Cory,
I was looking through Carroll Smith's book, "Tune to Win" for information on anti-roll bars for my own build. I found some diagnostic information that might be helpful to you. He only has oversteer on entry and oversteer on exit as categories. You spoke of mid-turn oversteer as I recall, but here's what he has for entry, the better fit, I thought, since you're not out of the turn.
Attachment:
Carroll Smith Text.jpg
Going back to the inclinometer and body roll, I understand 2 degrees is a good target for maximum roll angle, but less is better. I have it in my notes, but did not write down the source.
Knowing if the front and rear roll at different rates is helpful. The best explanation I've heard in layman's terms is (paraphrasing) "If you conceptually think of dividing the mass of the vehicle into two parts, front and rear, you want them to roll together at the same rate, not different rates."
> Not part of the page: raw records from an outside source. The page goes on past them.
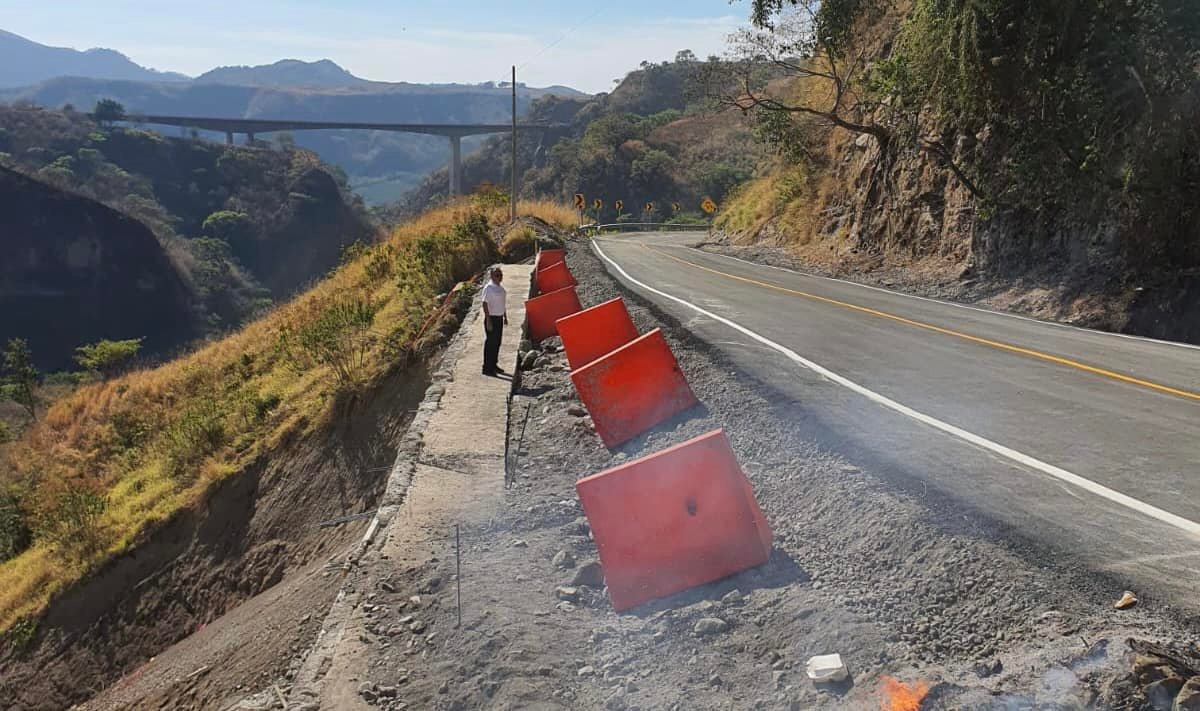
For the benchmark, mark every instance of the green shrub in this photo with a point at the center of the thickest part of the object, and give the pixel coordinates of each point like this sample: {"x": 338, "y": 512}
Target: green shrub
{"x": 107, "y": 357}
{"x": 73, "y": 523}
{"x": 22, "y": 633}
{"x": 340, "y": 339}
{"x": 519, "y": 243}
{"x": 199, "y": 431}
{"x": 15, "y": 533}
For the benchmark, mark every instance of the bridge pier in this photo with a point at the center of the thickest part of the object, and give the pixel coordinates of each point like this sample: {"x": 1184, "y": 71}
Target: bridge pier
{"x": 455, "y": 165}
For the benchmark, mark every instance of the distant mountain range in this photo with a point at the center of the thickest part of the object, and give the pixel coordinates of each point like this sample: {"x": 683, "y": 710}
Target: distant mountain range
{"x": 318, "y": 90}
{"x": 24, "y": 61}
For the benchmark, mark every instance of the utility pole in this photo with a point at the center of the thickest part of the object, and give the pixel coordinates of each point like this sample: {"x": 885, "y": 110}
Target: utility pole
{"x": 513, "y": 195}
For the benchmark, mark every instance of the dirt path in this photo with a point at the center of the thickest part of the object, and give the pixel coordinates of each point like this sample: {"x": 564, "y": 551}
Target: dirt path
{"x": 456, "y": 479}
{"x": 897, "y": 581}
If you envision a plane through your car's center of gravity, perpendicular to the roll axis, you can think of a rear mass handled through the rear suspension, and a front mass handled through the front suspension. If the resistance of one end is significantly different (easier, say) that the other, the the stiffer end will receive forces that should be handled by the other, "easier" end of the vehicle. That should show up in the roll angles front and rear, if the imbalance is actually there.
I found that explanation appealed to me, anyway.